Getting a divorce first requires separating, but do you know what it takes to be…
Did you know that the date of legal separation impacts how much of your marital property you may be able to claim as your own? It’s true. While many people think they can only claim their spouse’s property during marriage if they file for divorce or co-tenancy, there are other ways to do it as well.
North Carolina divorce law says that if you and your spouse have separated, but have not filed for a divorce yet, the other spouse cannot simply take your marital home or any of the marital funds.
This is why it is important to understand when separation becomes official in North Carolina. If you and your spouse have not yet separated, this information will serve as helpful knowledge for keeping your future rights protected.
What is the Date of Separation in North Carolina?
One common misconception is that the date of separation is the date you and your spouse decide to divorce. However, by North Carolina law, the date when you and your spouse stop living together is considered the correct date.
There are several factors that could lead to a couple’s separation, from a decision to live apart to a formal separation agreement, including court action. If two people are married, but no longer living together, it is considered a separation, even if the couple does not go through the steps of a legal separation.
An important thing to remember is that a separation does not have to be mutual. The other spouse can move out of the marital residence, and demand equitable distribution of everything considered marital property.
When Does a Separation Become Official?
In North Carolina, a separation is considered to have officially begun when a couple lives apart with no intention of reconciling. Couples often give a date or event as the date of separation, but in NC, there is no legal requirement to do so.
This can be very helpful in situations where one spouse wants to claim ownership of both real and personal property, but the other one does not want to give it up. If you are living apart from your spouse and want to claim your spouse’s property as your own, you may want to make a written note of the date you began living apart. This will help you prove that separation was already in progress when you acquired the property.
How Does the Date of Separation Matter for Divorce?
While not all couples who are legally separated will go on to divorce, there are several reasons why you and your spouse might separate. Even though you are no longer living together, you may still be married.

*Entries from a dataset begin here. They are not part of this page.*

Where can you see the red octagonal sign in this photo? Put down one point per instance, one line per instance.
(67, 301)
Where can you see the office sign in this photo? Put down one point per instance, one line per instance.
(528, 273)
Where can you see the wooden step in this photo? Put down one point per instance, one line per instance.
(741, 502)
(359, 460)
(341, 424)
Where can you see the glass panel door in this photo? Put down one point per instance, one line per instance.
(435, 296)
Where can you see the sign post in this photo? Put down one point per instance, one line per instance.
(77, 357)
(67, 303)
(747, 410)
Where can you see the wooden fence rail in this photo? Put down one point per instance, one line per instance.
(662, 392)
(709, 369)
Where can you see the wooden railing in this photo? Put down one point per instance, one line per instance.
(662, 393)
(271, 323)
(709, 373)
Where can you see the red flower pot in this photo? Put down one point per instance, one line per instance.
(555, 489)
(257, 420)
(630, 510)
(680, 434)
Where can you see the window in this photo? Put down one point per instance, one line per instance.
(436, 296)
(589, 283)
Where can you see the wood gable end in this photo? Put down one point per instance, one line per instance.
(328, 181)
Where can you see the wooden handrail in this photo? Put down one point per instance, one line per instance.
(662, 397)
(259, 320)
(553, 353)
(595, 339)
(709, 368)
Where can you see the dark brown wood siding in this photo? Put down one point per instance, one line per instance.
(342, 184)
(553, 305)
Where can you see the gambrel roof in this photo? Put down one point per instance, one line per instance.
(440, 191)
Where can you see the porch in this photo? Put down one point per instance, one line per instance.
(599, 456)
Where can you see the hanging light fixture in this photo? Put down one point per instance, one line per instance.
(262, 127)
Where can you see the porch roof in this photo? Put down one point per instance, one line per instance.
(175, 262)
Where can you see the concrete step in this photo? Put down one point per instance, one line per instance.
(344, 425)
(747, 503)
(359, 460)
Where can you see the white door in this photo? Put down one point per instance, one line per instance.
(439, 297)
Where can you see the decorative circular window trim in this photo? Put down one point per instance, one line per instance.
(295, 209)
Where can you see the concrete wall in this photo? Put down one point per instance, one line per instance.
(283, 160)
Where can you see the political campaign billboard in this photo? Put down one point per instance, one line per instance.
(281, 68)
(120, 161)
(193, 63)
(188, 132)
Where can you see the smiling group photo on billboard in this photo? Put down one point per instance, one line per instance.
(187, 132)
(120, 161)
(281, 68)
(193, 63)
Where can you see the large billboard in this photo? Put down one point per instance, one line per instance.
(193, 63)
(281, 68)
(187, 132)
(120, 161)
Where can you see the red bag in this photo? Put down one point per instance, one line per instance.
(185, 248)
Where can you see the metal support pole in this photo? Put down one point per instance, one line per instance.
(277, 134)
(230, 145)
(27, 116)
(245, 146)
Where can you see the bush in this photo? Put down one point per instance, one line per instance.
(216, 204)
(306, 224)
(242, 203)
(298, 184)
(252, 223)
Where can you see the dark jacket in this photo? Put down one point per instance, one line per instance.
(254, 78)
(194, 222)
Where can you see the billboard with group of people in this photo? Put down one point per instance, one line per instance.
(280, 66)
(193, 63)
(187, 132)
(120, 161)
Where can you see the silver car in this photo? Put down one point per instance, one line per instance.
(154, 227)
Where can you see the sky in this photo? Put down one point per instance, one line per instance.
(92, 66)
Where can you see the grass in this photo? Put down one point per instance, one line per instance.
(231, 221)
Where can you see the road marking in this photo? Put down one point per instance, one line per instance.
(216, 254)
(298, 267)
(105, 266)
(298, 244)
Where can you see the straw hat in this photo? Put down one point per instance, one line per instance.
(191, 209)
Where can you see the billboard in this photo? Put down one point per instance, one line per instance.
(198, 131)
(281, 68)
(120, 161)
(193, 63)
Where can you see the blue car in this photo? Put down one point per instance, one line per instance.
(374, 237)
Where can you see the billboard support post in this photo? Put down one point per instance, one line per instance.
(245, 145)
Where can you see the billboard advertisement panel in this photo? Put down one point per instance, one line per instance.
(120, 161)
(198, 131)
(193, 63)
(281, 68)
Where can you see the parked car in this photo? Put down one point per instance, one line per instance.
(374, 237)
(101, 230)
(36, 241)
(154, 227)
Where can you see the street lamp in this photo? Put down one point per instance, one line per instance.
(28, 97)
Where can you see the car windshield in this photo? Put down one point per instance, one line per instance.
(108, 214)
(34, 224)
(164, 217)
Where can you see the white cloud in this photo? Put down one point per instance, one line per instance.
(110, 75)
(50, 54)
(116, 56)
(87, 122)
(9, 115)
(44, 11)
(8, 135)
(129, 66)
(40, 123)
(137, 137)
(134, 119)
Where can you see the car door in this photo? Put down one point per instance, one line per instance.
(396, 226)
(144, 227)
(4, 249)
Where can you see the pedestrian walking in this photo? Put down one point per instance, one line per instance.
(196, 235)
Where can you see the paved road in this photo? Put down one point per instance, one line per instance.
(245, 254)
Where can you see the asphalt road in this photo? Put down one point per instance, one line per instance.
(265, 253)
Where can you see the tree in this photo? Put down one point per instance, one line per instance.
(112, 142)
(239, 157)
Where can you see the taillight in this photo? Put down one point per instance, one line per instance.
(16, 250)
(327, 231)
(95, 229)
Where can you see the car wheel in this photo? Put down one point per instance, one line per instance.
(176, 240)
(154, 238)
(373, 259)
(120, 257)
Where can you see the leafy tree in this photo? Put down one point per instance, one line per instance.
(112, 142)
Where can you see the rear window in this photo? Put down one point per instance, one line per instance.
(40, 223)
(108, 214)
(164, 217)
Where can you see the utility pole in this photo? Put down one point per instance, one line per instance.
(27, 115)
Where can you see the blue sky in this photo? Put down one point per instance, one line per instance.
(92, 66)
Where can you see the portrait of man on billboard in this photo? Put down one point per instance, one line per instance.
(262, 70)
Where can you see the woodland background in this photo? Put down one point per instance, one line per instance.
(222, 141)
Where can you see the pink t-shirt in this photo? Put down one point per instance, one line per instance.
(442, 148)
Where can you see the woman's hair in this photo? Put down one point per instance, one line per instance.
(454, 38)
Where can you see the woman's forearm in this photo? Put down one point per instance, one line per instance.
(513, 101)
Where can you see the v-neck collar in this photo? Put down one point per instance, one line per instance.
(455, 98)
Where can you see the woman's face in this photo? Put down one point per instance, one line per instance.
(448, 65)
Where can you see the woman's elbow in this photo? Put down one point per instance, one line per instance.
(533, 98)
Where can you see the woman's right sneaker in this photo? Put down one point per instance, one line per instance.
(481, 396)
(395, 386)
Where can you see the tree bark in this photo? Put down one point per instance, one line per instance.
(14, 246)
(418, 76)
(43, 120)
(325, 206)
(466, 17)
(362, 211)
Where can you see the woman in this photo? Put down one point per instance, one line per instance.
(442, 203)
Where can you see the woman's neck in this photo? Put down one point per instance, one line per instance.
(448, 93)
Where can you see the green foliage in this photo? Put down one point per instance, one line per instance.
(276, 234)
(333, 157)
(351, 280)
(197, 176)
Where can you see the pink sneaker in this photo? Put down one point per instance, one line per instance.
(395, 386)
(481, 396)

During the time that you and your spouse have separated but not divorced, you may wonder how the date of separation impacts your property rights.
When one spouse separates from the other, but the couple is not yet divorced, the non-separated spouse maintains marital rights. This means that non-separated spouses may claim joint ownership of all marital property, which includes all property acquired during the marriage.
Separation of Marital and Divisible Property
Property must be classified as separate, marital, and divisible property before it may be divided by the court. Because of these differences, your separate property will continue to be yours and not subject to division. During a divorce proceeding, the court will only distribute property that is considered marital and divisible.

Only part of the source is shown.